McGill Library
McLennan Library Building3459 rue McTavish
Montreal, Quebec
H3A 0C9
Person
Larison, Cornelius Wilson, 1837-1910
1837-1910
Cornelius Wilson Larison was born on January 10, 1837, in Sandy Ridge, New Jersey.
He graduated from Lewisburg University, Pennsylvania, and Geneva Medical School, New York (1863). He became a professor of Natural Sciences at the University of Lewisburg (later Bucknell University), Pennsylvania. He settled in Ringoes, New Jersey, where he practised medicine his entire life. He was also an author, natural scientist, phonetic expert, historian, editor, reporter, publisher, genealogist, headmaster, and the founder of two private academies, the Ringoes Seminary and the Academy of Science and Art. As an advocate of spelling reform, Larison established the Fonic Publishing House, which produced books, magazines, and pamphlets advocating simplified phonetic spelling.

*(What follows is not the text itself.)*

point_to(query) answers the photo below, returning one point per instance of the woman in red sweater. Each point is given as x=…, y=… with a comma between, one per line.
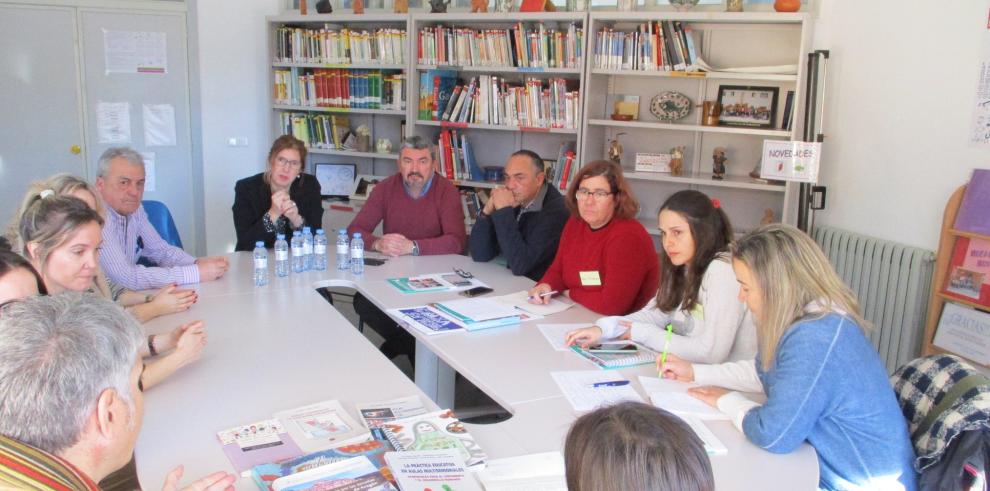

Its principal products were The Jurnal of American Orthopei, published bimonthly from 1884 to 1909 and written mostly by Larison in phonetic spelling, and The Jurnal of Helth (folded after 12 issues). His long medical career is told in the book "The County Doctor," by Dr. Harry B. Weiss (1953).
In 1863, he married Mary Jane Sergeant (1836-1917). He died on April 15, 1910, and was buried in Ringoes, New Jersey.